Renzo tem orgulho de dizer que foi o primeiro esgrimista brasileiro a conseguir uma vaga olímpica pelo ranking mundial da modalidade (com a 42 posição), que mede a regularidade dos atletas nas várias competições do ano. ''Até Atenas, em 2004, sempre se conseguiu vaga através de seletivas das Américas'', lembrou esse paulistano de 23 anos, 1,80 m e 77 quilos, um especialista no sabre, arma com a qual se pode tocar qualquer parte do corpo do adversário.
A medalha de bronze ganha nos Jogos Pan-Americanos no Rio, em 2007, está no currículo do atleta. No mesmo ano, ele foi campeão italiano sub-23 pelo clube Ischerma Roma, onde treina com o técnico Alessandro Di Agostino. No Brasil, é orientado por Regis Trois. Quando começou a praticar esportes era um menino, que ''rodava por todas as modalidades''. ''O Régis me convidou para brincar na esgrima e o esporte me cativou, porque une o físico e o mental'', revelou.
Renzo tinha 12 anos quando conheceu a esgrima. E quer continuar por muito tempo. ''Tenho 22 anos e o ápice se atinge aos 26 e até os 30'', explicou. Como ele não tem patrocínio individual, foram os pais que ajudaram no seu aperfeiçoamento esportivo. ''Hoje tenho apoio da família, do Pinheiros e da Confederação de Esgrima'', comentou, evitando críticas à entidade - seu presidente, Arthur Cramer, é alvo constante de ataques por parte dos atletas. ''Acho que crescer como atleta depende mesmo mais da vontade do que da confederação.''
Mas Renzo admite que o ''esporte amador'' no Brasil ainda é ''movido a paixão''. Observa que, atualmente, tem o pagamento do técnico e de suas viagens para competições. Também tem a bolsa-atleta do governo federal. ''Não me importo muito se sou profissional ou amador'', disse. Mas lembra que os primeiros do ranking mundial são profissionais, vivem do esporte, tem salários e premiação por resultados e medalhas, clubes e patrocínio.

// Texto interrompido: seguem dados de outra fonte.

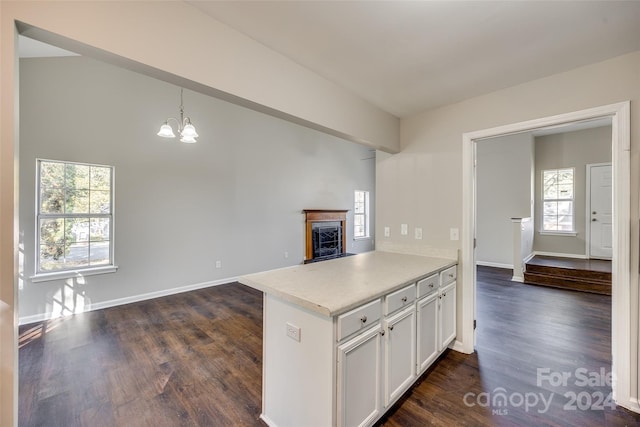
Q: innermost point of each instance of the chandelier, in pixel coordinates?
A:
(186, 130)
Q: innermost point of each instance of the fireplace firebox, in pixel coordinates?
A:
(325, 234)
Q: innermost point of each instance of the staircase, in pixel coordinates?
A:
(579, 275)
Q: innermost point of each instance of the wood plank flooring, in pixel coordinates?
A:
(195, 359)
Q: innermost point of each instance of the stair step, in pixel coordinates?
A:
(570, 273)
(567, 282)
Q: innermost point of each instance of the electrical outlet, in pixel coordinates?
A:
(293, 332)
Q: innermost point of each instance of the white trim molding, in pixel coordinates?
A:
(560, 255)
(621, 322)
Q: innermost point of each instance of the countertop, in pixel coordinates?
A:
(336, 286)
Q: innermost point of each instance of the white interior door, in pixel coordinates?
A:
(600, 211)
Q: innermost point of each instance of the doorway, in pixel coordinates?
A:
(599, 232)
(621, 315)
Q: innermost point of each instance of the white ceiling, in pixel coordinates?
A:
(409, 56)
(30, 48)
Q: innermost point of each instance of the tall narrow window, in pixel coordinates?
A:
(74, 216)
(361, 215)
(557, 200)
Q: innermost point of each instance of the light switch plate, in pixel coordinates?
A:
(454, 234)
(293, 332)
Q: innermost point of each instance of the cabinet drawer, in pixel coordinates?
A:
(358, 319)
(447, 276)
(428, 285)
(400, 298)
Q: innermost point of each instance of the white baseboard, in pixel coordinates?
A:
(127, 300)
(560, 255)
(494, 264)
(457, 346)
(633, 405)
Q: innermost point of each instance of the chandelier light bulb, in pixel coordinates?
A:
(166, 131)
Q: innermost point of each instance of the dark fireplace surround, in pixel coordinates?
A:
(325, 234)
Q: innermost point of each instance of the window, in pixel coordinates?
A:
(74, 216)
(361, 215)
(557, 200)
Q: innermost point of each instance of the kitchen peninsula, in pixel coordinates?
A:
(343, 339)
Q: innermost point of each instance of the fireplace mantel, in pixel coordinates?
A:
(323, 215)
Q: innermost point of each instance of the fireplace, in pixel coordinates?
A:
(325, 234)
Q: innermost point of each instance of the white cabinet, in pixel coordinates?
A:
(359, 379)
(428, 344)
(400, 353)
(447, 319)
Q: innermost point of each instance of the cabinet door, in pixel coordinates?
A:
(359, 379)
(427, 343)
(400, 353)
(447, 301)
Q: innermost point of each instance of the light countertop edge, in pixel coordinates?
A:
(334, 287)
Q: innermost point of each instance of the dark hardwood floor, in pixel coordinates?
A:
(195, 359)
(522, 329)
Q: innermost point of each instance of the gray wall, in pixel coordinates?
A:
(236, 196)
(565, 150)
(504, 191)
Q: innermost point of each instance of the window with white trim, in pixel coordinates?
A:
(74, 216)
(361, 215)
(557, 200)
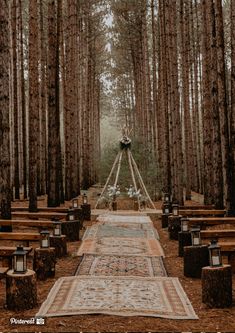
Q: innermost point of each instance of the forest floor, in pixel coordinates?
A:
(210, 320)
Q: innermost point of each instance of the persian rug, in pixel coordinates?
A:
(124, 218)
(129, 225)
(100, 231)
(121, 246)
(96, 265)
(156, 297)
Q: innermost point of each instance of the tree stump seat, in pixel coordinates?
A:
(195, 258)
(174, 226)
(217, 286)
(184, 239)
(71, 230)
(60, 245)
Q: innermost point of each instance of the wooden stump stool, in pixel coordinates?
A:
(86, 209)
(44, 262)
(71, 230)
(195, 257)
(21, 290)
(174, 226)
(184, 239)
(114, 205)
(165, 220)
(60, 245)
(217, 286)
(136, 205)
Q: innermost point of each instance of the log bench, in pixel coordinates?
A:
(58, 242)
(210, 221)
(214, 234)
(69, 228)
(41, 209)
(197, 207)
(39, 215)
(202, 212)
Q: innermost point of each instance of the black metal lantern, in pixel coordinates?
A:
(175, 209)
(71, 216)
(84, 199)
(166, 197)
(19, 260)
(75, 203)
(215, 254)
(57, 228)
(166, 208)
(184, 224)
(195, 236)
(45, 239)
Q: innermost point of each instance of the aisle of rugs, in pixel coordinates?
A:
(121, 273)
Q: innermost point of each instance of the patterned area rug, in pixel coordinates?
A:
(121, 246)
(156, 297)
(100, 231)
(121, 266)
(123, 218)
(129, 225)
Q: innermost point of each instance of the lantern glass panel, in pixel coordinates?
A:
(19, 260)
(184, 225)
(84, 199)
(57, 229)
(75, 203)
(166, 210)
(215, 257)
(196, 238)
(215, 254)
(19, 264)
(166, 197)
(175, 210)
(45, 239)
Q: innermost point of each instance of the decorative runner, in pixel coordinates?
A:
(129, 225)
(121, 266)
(100, 231)
(156, 297)
(121, 246)
(123, 218)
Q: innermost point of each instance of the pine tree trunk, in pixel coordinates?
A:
(222, 105)
(232, 128)
(54, 153)
(5, 185)
(33, 104)
(15, 100)
(23, 105)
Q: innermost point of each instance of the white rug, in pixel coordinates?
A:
(101, 231)
(121, 246)
(129, 296)
(123, 218)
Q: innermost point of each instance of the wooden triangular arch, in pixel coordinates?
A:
(125, 146)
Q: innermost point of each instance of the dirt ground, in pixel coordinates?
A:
(210, 320)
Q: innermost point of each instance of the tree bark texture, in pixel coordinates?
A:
(217, 286)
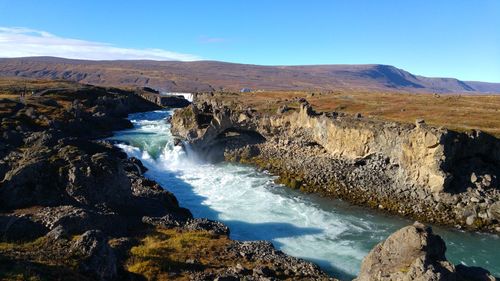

Renzo vai disputar sua primeira Olimpíada, mas observa que tem mais vontade do que ansiedade pela estréia. ''O meu sonho é a medalha olímpica. Já ganhei de um medalhista de Sydney (2000) e de Atenas (2004). Mas a Olimpíada reúne um grupo muito seleto e não sei ainda o quanto posso subir. Acho que hoje pensar em chegar à terceira ou à quarta rodada seria algo real. Mas não quero me impor limites. Os melhores do mundo é que têm a pressão e a obrigação de ganhar de mim'', avisou o brasileiro.